State-run Xinhua News Agency hails the decision as "a historical moment in Hong Kong's democratic development", pointing out that the "implementation of the universal suffrage" is a "solemn promise from the central government to all the people in Hong Kong".
The article warns that if there are political forces and factions in the society that "do not respect the central government's right to decide on Hong Kong's political system development... the stability and prosperity of Hong Kong will be immensely affected".
"Hong Kong is China's Hong Kong. The Chinese government's right for total governance is irreversible… The central government's position is determined and clear. It will not step back nor compromise," states the article.'Hacking public opinion'
Echoing similar views, the People's Daily editorial, which has been widely reprinted in several papers, adds that the decision "is a critical development in Hong Kong's political system".
It criticises "some people" in Hong Kong for "hacking public opinion" and "hurting Hong Kong's rule of law and social order".
"The person who confronts the central government will not be permitted to become the chief executive… Adhering to this bottom line will not only benefit the country's security and interest, but it will also protect the benefits of all people and investors in Hong Kong," it says.

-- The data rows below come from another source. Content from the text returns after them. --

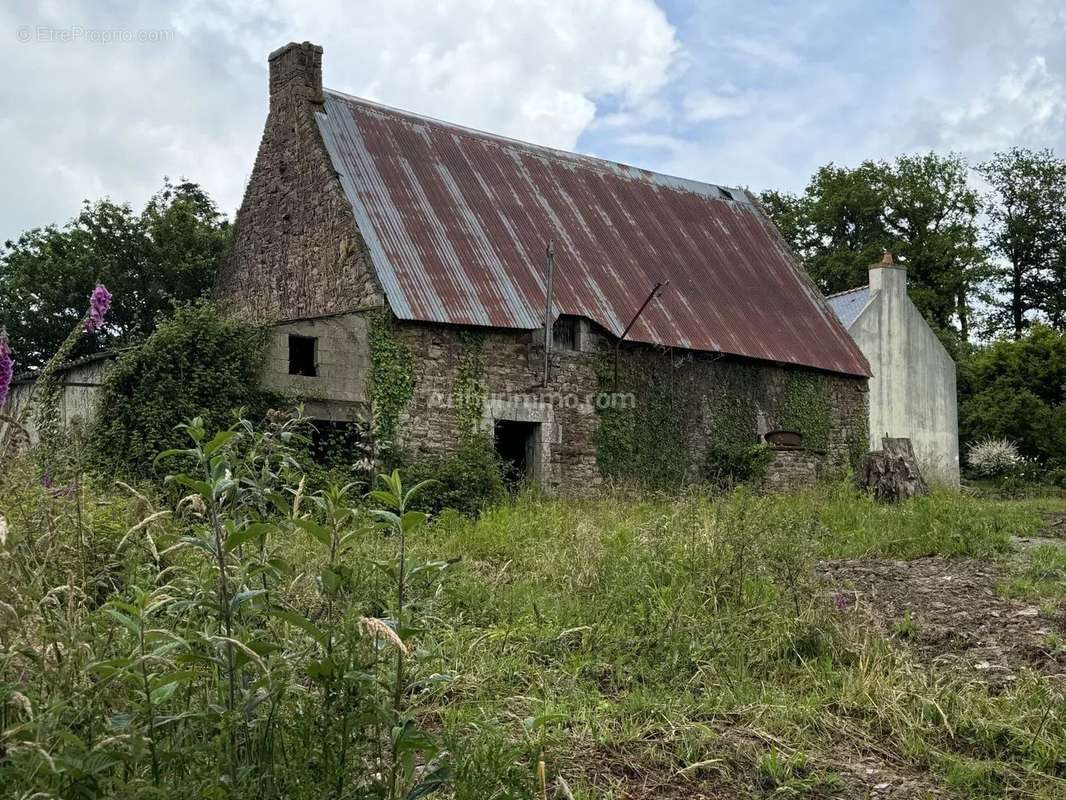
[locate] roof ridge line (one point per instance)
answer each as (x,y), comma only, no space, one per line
(736,194)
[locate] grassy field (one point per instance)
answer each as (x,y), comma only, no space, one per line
(622,646)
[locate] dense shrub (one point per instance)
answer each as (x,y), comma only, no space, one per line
(467,480)
(1016,389)
(992,458)
(196,364)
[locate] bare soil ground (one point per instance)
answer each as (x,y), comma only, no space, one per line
(956,621)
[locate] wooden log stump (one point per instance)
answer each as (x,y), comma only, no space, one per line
(891,474)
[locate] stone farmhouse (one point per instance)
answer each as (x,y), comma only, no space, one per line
(403,265)
(913,383)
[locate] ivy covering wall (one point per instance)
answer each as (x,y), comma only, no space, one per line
(391,379)
(691,420)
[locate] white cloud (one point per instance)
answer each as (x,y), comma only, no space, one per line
(701,107)
(1027,106)
(84,120)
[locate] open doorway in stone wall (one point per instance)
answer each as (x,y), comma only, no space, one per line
(523,431)
(517,444)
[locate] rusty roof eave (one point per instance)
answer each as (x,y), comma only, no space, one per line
(455,222)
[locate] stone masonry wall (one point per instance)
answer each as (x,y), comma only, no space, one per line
(296,251)
(338,392)
(81,383)
(512,371)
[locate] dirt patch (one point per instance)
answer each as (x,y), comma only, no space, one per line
(948,613)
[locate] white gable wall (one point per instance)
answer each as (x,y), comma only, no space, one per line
(913,387)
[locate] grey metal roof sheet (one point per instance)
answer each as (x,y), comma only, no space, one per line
(456,222)
(848,305)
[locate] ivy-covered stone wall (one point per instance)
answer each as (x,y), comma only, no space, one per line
(656,425)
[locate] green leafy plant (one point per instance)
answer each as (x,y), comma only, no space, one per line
(196,364)
(391,383)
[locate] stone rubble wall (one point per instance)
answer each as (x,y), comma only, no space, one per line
(513,365)
(296,251)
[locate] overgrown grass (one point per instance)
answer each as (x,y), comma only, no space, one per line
(633,644)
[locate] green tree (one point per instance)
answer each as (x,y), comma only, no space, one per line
(1016,388)
(195,364)
(919,207)
(1027,229)
(836,226)
(166,254)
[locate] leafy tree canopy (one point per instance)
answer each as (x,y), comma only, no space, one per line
(195,364)
(1017,389)
(919,207)
(165,254)
(1027,233)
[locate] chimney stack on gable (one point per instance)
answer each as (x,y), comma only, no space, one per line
(888,276)
(295,72)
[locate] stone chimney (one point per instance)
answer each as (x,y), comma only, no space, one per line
(295,72)
(888,276)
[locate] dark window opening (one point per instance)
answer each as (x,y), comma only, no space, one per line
(516,446)
(303,352)
(564,334)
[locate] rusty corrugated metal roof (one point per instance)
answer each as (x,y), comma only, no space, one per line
(456,222)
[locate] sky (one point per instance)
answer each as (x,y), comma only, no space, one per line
(106,98)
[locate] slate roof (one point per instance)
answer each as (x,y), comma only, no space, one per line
(848,305)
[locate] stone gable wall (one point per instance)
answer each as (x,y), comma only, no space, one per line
(296,251)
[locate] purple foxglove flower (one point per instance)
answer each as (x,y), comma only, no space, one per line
(6,367)
(99,301)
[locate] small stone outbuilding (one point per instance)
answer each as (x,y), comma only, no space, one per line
(403,265)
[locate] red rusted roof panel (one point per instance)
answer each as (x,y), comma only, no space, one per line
(457,221)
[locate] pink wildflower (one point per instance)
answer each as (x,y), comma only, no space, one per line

Responding to criticism that the electoral system falls short of "international standards", the China Daily points out that a premature introduction of Western-style democracy into many countries has never yielded the intended results.

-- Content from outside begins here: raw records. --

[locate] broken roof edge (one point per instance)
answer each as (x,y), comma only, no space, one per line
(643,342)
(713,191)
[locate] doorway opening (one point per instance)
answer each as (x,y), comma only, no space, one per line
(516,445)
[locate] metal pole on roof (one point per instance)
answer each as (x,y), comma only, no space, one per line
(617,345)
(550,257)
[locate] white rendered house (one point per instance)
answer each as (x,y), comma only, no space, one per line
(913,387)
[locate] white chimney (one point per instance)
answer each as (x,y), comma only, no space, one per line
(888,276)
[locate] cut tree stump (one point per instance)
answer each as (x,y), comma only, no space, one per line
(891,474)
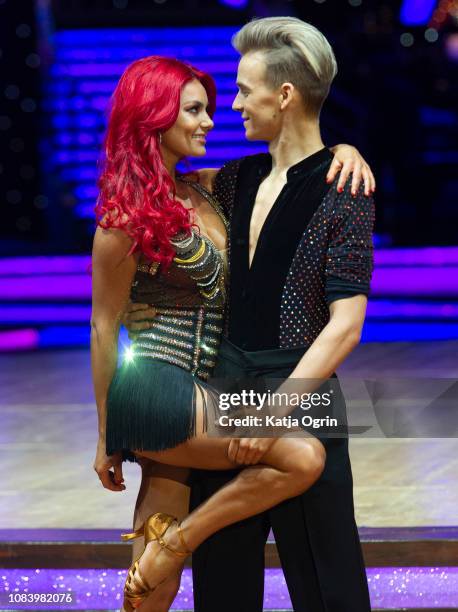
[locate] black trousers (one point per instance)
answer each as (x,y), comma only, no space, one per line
(315,533)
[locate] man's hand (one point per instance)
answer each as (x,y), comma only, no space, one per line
(348,160)
(112,480)
(248,451)
(137,317)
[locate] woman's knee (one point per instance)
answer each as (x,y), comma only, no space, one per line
(309,464)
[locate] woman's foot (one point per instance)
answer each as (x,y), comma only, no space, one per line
(159,562)
(163,557)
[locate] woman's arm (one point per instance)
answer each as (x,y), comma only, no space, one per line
(112,273)
(348,160)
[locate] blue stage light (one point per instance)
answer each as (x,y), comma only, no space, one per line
(237,4)
(417,12)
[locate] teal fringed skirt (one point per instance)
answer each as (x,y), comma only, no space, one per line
(151,406)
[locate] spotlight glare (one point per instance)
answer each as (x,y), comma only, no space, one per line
(129,355)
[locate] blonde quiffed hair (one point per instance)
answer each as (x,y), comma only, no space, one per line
(295,52)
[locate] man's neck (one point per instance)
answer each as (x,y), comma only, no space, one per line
(296,141)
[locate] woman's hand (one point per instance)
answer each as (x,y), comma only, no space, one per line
(137,317)
(112,480)
(248,451)
(348,160)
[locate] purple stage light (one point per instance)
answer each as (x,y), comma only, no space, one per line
(405,587)
(427,256)
(237,4)
(28,266)
(37,314)
(69,287)
(417,12)
(415,281)
(19,340)
(385,309)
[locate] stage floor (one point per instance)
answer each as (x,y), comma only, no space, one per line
(48,435)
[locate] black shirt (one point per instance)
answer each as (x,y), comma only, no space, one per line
(255,294)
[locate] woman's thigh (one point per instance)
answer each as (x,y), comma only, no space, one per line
(211,453)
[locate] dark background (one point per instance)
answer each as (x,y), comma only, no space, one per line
(395,98)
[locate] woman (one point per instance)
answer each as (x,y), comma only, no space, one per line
(152,246)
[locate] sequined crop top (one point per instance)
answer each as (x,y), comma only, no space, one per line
(189,298)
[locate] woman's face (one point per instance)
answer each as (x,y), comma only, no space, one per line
(187,136)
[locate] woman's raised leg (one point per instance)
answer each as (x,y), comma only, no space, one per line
(289,468)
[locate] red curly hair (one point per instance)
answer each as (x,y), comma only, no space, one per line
(137,193)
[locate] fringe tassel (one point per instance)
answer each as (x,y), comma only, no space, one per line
(151,405)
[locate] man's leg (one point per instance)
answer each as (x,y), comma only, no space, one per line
(318,541)
(228,568)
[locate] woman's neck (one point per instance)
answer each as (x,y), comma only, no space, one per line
(170,162)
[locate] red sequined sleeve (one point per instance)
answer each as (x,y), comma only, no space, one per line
(349,260)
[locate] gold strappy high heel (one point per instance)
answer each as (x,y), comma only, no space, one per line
(136,588)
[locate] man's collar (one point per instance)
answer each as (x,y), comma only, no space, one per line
(303,167)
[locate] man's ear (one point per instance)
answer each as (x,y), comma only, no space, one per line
(286,94)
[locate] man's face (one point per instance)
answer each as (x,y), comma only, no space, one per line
(256,100)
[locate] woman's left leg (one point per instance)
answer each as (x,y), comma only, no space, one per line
(162,486)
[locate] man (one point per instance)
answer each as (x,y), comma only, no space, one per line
(301,260)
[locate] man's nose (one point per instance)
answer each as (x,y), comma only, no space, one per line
(236,104)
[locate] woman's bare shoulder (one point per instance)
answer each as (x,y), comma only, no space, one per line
(207,177)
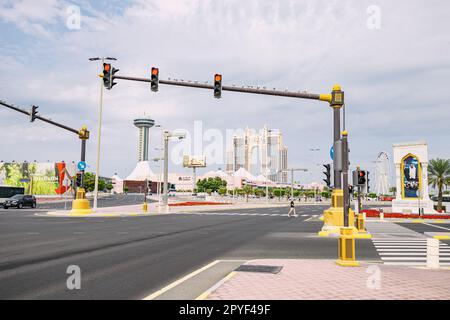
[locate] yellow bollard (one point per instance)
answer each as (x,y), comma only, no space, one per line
(346,248)
(360,223)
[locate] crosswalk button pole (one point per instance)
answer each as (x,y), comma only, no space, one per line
(346,248)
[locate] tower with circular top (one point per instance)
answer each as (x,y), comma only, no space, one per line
(143,124)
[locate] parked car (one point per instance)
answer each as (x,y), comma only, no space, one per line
(19,201)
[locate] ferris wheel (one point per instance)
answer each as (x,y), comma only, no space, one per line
(383,173)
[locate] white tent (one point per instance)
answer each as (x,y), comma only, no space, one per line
(244,174)
(117,183)
(218,173)
(141,172)
(262,178)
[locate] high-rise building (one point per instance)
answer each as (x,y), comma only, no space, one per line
(270,159)
(143,124)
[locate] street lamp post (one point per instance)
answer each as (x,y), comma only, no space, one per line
(100,111)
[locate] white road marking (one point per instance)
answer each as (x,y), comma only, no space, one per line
(179,281)
(432,225)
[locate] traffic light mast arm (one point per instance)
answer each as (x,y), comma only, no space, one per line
(302,95)
(3,103)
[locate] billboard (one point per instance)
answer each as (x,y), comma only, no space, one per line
(46,178)
(194,162)
(411,177)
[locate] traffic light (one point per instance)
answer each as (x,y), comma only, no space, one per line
(83,134)
(108,75)
(33,113)
(361,177)
(327,174)
(78,180)
(154,79)
(218,86)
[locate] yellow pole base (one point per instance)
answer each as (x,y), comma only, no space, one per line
(346,249)
(344,263)
(81,205)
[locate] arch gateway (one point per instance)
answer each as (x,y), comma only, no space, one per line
(411,171)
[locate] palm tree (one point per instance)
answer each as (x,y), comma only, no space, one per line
(439,176)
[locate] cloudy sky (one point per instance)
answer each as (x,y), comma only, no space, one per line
(392,58)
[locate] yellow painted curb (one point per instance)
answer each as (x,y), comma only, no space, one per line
(362,236)
(205,294)
(442,237)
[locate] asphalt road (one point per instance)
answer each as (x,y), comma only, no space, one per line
(129,258)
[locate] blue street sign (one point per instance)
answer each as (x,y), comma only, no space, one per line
(81,165)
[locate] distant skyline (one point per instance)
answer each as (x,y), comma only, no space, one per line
(391,59)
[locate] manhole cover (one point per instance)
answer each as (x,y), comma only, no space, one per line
(259,268)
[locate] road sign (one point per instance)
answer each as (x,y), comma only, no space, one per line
(81,165)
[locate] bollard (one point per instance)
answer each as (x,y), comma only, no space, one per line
(360,224)
(432,253)
(346,248)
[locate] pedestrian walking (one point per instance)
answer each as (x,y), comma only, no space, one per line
(292,209)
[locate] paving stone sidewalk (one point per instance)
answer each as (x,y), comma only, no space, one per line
(324,280)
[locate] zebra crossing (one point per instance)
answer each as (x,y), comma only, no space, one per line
(397,245)
(408,251)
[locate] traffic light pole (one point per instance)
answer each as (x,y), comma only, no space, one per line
(80,205)
(166,169)
(345,177)
(337,136)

"The sensible approach should be to advance democracy in a gradual and orderly manner as advised by the central government. Basic democratic rights and much less universal suffrage had been glaringly absent in the city's 150 years of colonial rule," reminds the daily.Progress or standstill?
Meanwhile, views are more varied in Hong Kong media outlets over Beijing's decision.
Democratic groups have described Sunday as "the darkest day in Hong Kong's democracy".
Some commentaries and editorials express discontent, while others discuss whether the territory should "pocket the decision first" (accept the ruling first and refine it in future).
"Many people in Hong Kong have all along known that the Chinese communist party is not trustworthy, yet when the decision was made, the Hong Kongers who had believed in democracy and fought for universal suffrage are still experiencing the anger, disappointment and heartache," says an article in the Apple Daily.
The paper also criticises Hong Kong's representatives in Beijing for "betraying" the territory.
Expressing disappointment, the Ming Pao daily foresees political and social instability.
"No matter how the situation develops, we only hope that the pan-democrats will insist on using non-violent methods to fight for democracy and draw a line from the radical forces to prevent Hong Kong from descending into chaos," it urges.
Reflecting on the "pocket-the-decision-first" perspective, the South China Morning Post suggests the city could adopt the "imperfect model" and "strive for further improvements" in the future.
"Imperfect as it is, the model is still a step forward… The public can still voice their opinion in the second-stage consultation. Their views will have an impact on lawmakers' voting decision. On the road to democracy, progress is always preferable to a standstill," it says.